Our first task was to talk to the colleagues separately and enable them to understand their individual position.  The deputy director was an extrovert who always needed to talk things through before making decisions, and whose focus was very much on the abstract and the future. The director was younger and introverted; he preferred to quietly reflect on an issue before making a decision, and felt bombarded by his colleague’s constant questioning. Conversely, she interpreted his reflective approach as arrogance.

We then asked them to take the MBTI, to establish their specific personality type and how this influenced their perception of the world and other people. In a way, the process removes the ‘personal’ and leaves participants with a clear definition of ‘What makes me tick’. The MBTI process also allowed them to think about personality differences more generally, and then explore how and why the other one behaved as they did. On other words;

‘Never judge a man until you’ve walked a mile in his shoes’

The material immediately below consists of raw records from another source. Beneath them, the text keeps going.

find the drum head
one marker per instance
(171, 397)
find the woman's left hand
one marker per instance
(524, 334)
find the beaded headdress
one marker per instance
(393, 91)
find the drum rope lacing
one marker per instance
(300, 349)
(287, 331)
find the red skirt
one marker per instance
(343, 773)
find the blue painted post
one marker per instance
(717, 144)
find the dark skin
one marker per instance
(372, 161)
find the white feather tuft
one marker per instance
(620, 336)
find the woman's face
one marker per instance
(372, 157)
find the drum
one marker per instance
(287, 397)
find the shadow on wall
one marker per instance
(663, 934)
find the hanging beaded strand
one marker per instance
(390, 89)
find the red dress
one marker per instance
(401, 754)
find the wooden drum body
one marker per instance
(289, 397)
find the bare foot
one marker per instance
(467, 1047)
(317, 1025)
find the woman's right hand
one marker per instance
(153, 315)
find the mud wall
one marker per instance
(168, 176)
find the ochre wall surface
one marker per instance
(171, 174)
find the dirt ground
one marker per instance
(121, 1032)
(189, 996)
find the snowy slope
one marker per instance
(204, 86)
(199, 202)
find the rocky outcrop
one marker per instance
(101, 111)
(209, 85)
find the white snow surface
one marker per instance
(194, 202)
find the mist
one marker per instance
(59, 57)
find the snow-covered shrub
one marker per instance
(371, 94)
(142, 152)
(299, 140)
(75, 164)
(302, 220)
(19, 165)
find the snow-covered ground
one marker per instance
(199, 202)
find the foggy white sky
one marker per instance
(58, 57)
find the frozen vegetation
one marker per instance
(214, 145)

The third step involved getting the colleagues to step outside their issues and become a neutral observer to the situation. The old adage ‘Never judge a man until you’ve walked a mile in his shoes’ applies here: we asked them use the new insight that the MBTI had brought to reflect objectively on what was happening. Finally, and with enlightenment on both sides, we reunited them for joint coaching.

The results speak for themselves; not only did each colleague understand themselves better but they also understood each other. This enabled a much more productive working relationship that ultimately benefitted the whole organisation they led.

So, in summary, if you’re facing a ‘personality clash’ with a colleague and feel the relationship is becoming toxic, or irreparable, it’s worth taking time out to try and understand the world from their point of view, and what might be influencing your perception.  Aristotle said “Knowing yourself is the beginning of all wisdom”.  The MBTI remains one of the most effective coaching tools we use to enable the self-enlightenment he describes. Perhaps Jung puts in best when he says, “Your vision will become clear only when you can look into your own heart. Who looks outside, dreams; who looks inside, awakes.”